Terra Laboris asbl – Pascal Hubain

Les faits

Mme E.G., belge d’origine marocaine, ayant un diplôme d’études secondaires inférieures, a travaillé exclusivement comme libraire indépendante.

Elle a cessé son activité professionnelle le 26 janvier 1994 et a été reconnue en incapacité de travail au sens de l’article 19 de l’arrêté royal du 20 juillet 1971 jusqu’au 31 mars 1995.

Elle est entrée en invalidité, au sens de l’article 20 du même arrêté royal, le 1er avril 1995 jusqu’au 31 mars 2003, date à laquelle le conseil médical de l’invalidité de l’Inami a estimé qu’elle n’était plus incapable d’exercer son activité d’indépendante ainsi qu’une quelconque activité professionnelle dont elle pourrait être chargée équitablement.

Mme E.G. a introduit un recours contre cette décision.

La décision du tribunal

Par jugement du 13 janvier 2004, le tribunal du travail de Bruxelles a désigné un expert judiciaire afin de l’éclairer sur l’incapacité de travail de Mme E.G. à la date du 31 mars 2003, au sens des articles 19 et 20 de l’arrêté royal du 20 juillet 1971.

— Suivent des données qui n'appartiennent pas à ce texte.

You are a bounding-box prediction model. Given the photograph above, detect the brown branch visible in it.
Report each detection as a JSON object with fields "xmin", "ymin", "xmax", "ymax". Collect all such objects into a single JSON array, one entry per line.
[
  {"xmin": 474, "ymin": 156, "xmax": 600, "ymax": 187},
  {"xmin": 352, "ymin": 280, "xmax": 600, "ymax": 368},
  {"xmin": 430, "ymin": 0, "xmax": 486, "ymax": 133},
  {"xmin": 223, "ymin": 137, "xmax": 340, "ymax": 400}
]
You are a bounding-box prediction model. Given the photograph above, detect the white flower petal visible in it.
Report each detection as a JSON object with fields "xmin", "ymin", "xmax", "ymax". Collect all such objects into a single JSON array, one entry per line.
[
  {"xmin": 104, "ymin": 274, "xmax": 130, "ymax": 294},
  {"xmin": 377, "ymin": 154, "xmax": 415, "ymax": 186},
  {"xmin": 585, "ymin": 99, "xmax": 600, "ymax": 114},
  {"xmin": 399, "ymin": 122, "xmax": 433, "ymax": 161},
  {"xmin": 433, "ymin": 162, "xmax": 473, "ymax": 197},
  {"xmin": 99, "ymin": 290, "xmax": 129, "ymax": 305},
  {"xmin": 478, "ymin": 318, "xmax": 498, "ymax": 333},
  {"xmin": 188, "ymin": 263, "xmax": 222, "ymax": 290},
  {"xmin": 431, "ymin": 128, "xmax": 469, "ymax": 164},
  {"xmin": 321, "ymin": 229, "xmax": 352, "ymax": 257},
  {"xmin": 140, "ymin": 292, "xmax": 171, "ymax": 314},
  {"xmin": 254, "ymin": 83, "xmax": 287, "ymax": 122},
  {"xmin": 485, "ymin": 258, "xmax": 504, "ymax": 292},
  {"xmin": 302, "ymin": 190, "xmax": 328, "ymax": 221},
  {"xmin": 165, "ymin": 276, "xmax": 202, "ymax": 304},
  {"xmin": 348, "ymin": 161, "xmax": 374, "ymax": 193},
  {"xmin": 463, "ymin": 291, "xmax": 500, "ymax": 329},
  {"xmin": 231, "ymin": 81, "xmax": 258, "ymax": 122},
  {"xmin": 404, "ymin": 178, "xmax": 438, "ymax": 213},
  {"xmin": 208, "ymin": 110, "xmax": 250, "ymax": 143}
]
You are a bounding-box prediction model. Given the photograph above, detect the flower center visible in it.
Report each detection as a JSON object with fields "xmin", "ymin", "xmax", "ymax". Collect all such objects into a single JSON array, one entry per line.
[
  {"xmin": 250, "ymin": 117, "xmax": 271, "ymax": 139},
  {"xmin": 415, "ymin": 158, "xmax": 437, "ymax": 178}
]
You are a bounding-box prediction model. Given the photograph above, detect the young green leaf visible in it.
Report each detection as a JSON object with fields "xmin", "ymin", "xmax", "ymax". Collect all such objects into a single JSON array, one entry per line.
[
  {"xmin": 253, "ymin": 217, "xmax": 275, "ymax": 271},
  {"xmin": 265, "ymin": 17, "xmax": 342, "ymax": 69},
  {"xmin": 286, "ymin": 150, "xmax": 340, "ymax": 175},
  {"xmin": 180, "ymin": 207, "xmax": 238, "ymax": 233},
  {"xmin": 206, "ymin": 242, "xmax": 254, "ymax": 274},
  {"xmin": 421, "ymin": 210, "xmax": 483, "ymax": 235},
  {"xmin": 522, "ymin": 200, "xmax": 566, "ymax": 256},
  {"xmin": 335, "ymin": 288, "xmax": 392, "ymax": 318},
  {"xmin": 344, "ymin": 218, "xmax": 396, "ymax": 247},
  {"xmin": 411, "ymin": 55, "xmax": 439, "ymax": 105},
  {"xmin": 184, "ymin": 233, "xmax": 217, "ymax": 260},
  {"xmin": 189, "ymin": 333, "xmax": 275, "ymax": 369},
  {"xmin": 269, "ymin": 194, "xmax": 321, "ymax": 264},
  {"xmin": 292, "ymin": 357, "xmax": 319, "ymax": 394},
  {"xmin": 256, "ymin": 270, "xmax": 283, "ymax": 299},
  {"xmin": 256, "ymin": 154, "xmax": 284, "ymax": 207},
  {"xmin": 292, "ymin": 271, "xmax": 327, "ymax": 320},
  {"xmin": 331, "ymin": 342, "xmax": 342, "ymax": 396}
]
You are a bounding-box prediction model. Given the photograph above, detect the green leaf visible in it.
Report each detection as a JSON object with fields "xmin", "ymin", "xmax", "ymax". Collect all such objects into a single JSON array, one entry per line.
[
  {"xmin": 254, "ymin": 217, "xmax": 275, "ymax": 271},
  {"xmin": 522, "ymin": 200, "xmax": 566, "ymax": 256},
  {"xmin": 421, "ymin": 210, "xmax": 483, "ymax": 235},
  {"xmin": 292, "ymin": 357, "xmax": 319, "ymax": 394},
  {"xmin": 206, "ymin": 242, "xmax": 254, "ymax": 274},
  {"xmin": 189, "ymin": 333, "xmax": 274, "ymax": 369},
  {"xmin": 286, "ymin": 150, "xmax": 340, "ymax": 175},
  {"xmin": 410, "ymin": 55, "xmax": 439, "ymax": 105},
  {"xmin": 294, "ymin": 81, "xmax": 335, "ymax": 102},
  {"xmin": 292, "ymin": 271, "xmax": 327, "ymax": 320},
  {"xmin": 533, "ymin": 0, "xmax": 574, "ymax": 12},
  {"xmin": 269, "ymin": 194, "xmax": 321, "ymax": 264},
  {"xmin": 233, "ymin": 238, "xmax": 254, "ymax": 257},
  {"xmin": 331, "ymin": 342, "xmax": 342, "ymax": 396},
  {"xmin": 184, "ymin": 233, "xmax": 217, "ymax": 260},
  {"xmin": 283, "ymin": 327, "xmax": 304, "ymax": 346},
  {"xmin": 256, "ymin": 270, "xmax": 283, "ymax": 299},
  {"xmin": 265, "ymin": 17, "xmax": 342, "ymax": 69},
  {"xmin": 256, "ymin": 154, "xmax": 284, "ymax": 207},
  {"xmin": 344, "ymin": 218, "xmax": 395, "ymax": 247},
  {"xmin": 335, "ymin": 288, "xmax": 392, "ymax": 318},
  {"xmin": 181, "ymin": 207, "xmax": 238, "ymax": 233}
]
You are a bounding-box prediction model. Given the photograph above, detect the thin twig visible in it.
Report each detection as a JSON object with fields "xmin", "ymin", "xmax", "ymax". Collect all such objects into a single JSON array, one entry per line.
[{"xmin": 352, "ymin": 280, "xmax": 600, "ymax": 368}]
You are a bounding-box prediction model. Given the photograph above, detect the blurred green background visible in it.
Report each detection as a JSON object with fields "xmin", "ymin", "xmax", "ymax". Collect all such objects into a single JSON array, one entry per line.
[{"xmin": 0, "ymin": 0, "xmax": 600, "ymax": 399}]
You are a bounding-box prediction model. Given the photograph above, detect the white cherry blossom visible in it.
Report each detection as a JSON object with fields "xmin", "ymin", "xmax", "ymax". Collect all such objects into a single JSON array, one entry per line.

L’expert a conclu que les lésions et troubles fonctionnels que présentait Mme E.G. à la date du 31 mars 2003, ne la rendaient pas incapable d’accomplir les tâches qui étaient afférentes à son activité de travailleuse indépendante, tâches qu’elle assumait avant le début de l’incapacité de travail (article 19 de l’arrêté royal du 20 juillet 1971 instituant un régime d’assurance contre l’incapacité de travail en faveur des travailleurs indépendants).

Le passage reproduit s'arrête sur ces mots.